Its expansion goals have been more than clear in Amazon’s recent aggressive push into live sports, including its Thursday Night Football deal with the NFL and the just-inked, 11-year deal with the NBA. Amazon also recently converted every Prime Video user to its ad-based plan, helping it grab an ever-bigger share of the global advertising spend pie.
But its theatrical ambitions have been less clear. There were reports back in 2022 that after it had acquired MGM for $8.5 billion and brought in film chief Courtenay Valenti from Warner Bros. that it intended to spend $1 billion to ramp up its theatrical. Ben Affleck’s “Air,” which brought in $90 million worldwide at the box office before it went to Prime Video, proved to be the first test case for Amazon’s experiment: Taking starry movies and placing them in theaters to give them a marketing boost before landing them on streaming. Apple has done the same but has partnered with other distributors to do it, and Netflix has moved even further in the opposite direction from that approach.
Now though, Amazon recently partnered with former Netflix chief Scott Stuber and his new production company on making theatrical movies under the old United Artists label, scratching an itch he never truly satisfied back when he was at Netflix. United Artists used to release the James Bond movies, and you can bet those films will wind up in theaters whenever that franchise gets up and running again.

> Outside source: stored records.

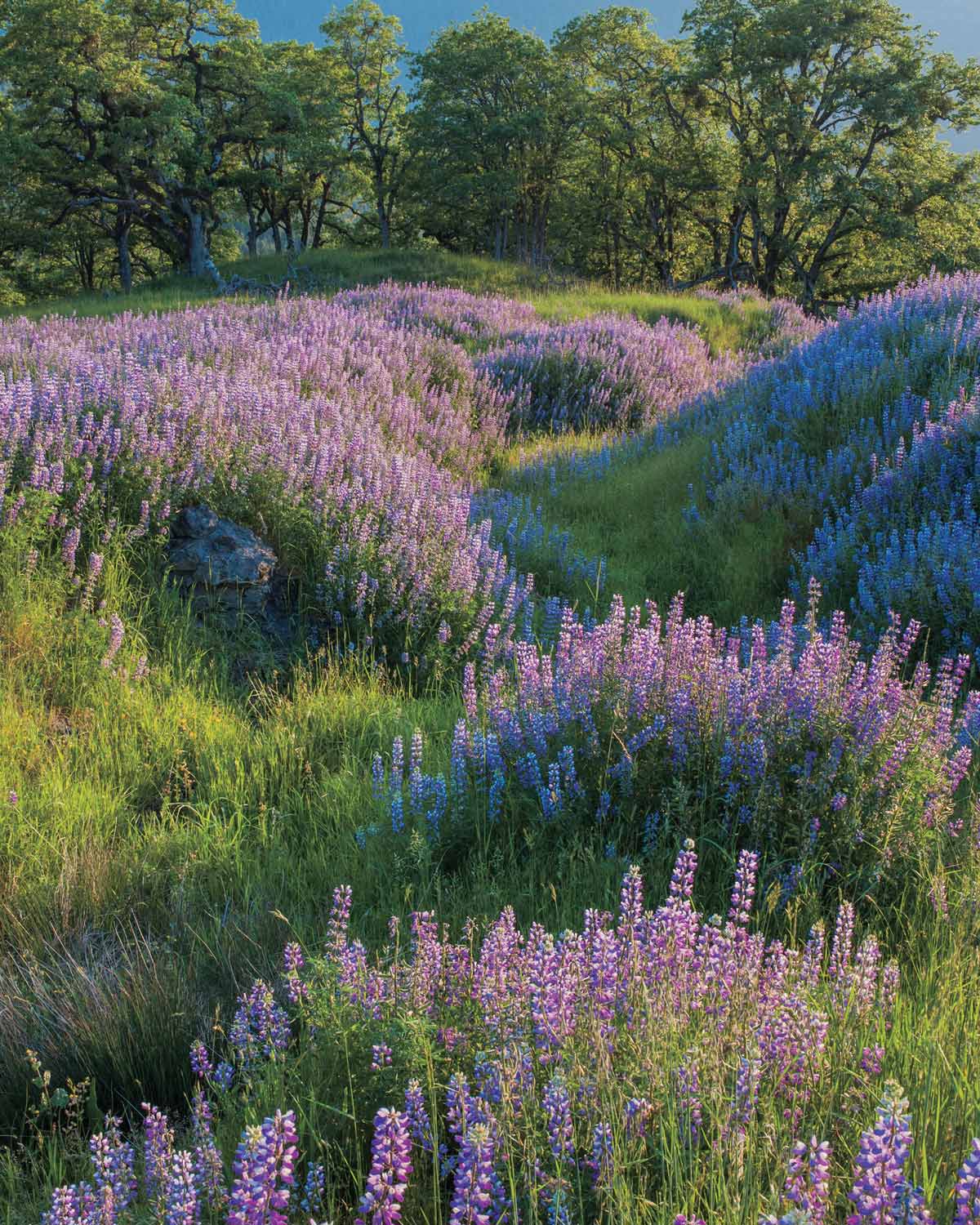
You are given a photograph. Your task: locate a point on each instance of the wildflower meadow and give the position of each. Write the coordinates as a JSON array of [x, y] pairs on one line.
[[586, 831]]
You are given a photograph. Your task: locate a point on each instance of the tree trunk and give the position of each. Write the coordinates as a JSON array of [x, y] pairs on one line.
[[122, 254], [198, 252], [320, 215]]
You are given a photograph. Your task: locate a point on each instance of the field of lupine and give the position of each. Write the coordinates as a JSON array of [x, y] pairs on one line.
[[602, 844]]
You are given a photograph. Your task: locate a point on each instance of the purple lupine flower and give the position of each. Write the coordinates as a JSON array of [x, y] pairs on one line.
[[473, 1183], [113, 1164], [201, 1063], [418, 1116], [293, 963], [208, 1166], [158, 1151], [558, 1107], [968, 1188], [745, 887], [808, 1178], [340, 919], [391, 1166], [688, 1102], [69, 548], [311, 1205], [600, 1161], [264, 1173], [683, 877], [181, 1205], [879, 1171], [380, 1056], [117, 632], [260, 1026], [76, 1205]]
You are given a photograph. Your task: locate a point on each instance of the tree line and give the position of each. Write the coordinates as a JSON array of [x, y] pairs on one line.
[[791, 145]]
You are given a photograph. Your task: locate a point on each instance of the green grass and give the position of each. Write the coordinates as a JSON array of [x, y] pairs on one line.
[[171, 833], [724, 327]]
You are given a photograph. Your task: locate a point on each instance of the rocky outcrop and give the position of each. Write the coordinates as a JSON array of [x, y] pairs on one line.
[[220, 564]]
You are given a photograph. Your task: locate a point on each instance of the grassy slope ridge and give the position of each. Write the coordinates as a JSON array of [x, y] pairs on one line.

This year, some of Amazon’s theatrical releases include the upcoming “Blink Twice” with Channing Tatum, the holiday film “Red One” with Dwayne Johnson, the Sundance acquisition “My Old Ass,” and the documentary “Frida.” Down the road movies like “Project Hail Mary” with Ryan Gosling and Nia DaCosta’s “Hedda” figure to be theatrical releases, while something like “The Accountant 2″ with Affleck is intended to be a streaming exclusive.
“What we’re really trying to build is not just a single subscription service — I think we’ve proven that we can play a much broader game,” Hopkins said to Reuters. “We’re on track to be a meaningfully profitable business in our own right.”